Penataan kawasan Megalitik Lore Lindu, misalnya, yang ditata, yang dipugar, direstorasi atau dibenahi hanya obyek megalitiknya semata, sementara lingkungan alam sekitar tidak menjadi perhatian. Kondisi ini tentu bisa mengurasi nilai 'heritage' nya. Mengurangi nilai penting 'warisan' nya.
Subak Bali sudah diakui sebagai warisan dunia oleh Unesco. Pengakuan tersebut terwujud setelah perjuangan pemerintah Indonesia selama 12 tahun. Pengusulan untuk kategori ini bukanlah perkara yang mudah karena diperlukan penelitian mendalam melalui pendekatan multi disiplin ilmu seperti arkeologi, antropologi, arsitektur lansekap, geografi, ilmu lingkungan, dan beberapa ilmu terkait lainnya (Kemdikbud).
Pengakuan Unesco itu tentu saja, karena dalam pengelolaan Subak di Bali, tidak hanya menata kawasan terasiring persawahannya saja, tetapi juga mengelola dan mempertahankan sistem rekayasa ruangnya, sistem budaya. Mempertahankan sistem pengairan tradisional yang diatur dalam kacamata adat, kearifan tradisional Bali.
Berkaca pada Subak Bali, maka kawasan saujana-saujana budaya di wilayah Indonesia lainnya, semestinya juga memperhatikan, apa yang sudah dikerjakan pada Subak di Bali.
Di Maluku, Banda Naira, sudah diusulkan sebagai warisan dunia sejak tahun 2005, namun hingga kini masih belum jelas kabarnya, bahkan semakin kabur kejelasannya. Namun memang kita perlu evaluasi.
Menata Kawasan kota Kolonial Banda Naira, jika melihatnya sebagai sebuah saujana budaya, maka pengelolaan bukan hanya pada bangunan-bangunan tinggalan kolonialnya. Itupun juga belum seluruhnya dilakukan secara optimal. Namun yang perlu dikelola, ditata juga lingkungannya dan bentang alamnya.
Secara menyeluruh melingkupi seluruh kawasan kota, buka hanya sebagaian-sebagian tinggalan bangunan kolonialnya saja. Jika kawasan saujana budaya, bentang budaya kota Kolonial Banda Naira, bisa dilahirkan kembali sangat besar kemungkinannya Banda Naira bisa diakui sebagai warisan dunia.
Memang perlu dibuat kawasan khusus untuk di Pulau Nias, mewakili saujana budaya pada masa kehidupan megalitik.
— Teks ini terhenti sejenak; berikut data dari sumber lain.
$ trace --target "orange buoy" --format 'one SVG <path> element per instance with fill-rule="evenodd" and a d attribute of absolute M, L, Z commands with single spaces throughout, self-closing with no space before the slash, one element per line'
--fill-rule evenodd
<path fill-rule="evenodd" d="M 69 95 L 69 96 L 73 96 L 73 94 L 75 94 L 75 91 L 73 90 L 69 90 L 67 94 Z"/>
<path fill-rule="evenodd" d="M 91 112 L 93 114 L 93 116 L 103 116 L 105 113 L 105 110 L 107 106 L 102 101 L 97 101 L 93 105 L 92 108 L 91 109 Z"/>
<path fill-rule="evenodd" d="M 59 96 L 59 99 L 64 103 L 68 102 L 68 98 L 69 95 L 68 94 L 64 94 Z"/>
Jadi tidak bercampur antara obyek dan lingkungan megalitik dengan pemukiman-pemukiman warga yang sudah terlihat modern.
Maksud saya, perlu dipertimbangkan, jika ingin menjadikan saujana budaya di Pulau Banda, yakni bentang budaya Kota Kolonial Banda Naira, perhatian pengelolaan dan pembangunan seluruhnya difokuskan untuk Banda Naira, secara bertahap dan terfokus.
Tidak bangun di sana, bangun di sini, sedikit-sedikit namun hasilnya tidak begitu tampak dan durasi waktu yang seakan berjalan pelan.
Demikian juga potensi saujana budaya di wilayah lain. Artinya memang dibutuhkan skala prioritas. Pemerintahlah yang menyusun renstra dan skala prioritas dalam membuat program pengelolaan warisan budaya.
Namun intinya, berbagai warisan budaya dalam bentang alam yang potensial sebagai saujana budaya perlu mendapat perhatian serius dan fokus dalam pelaksanaan pembangunannya.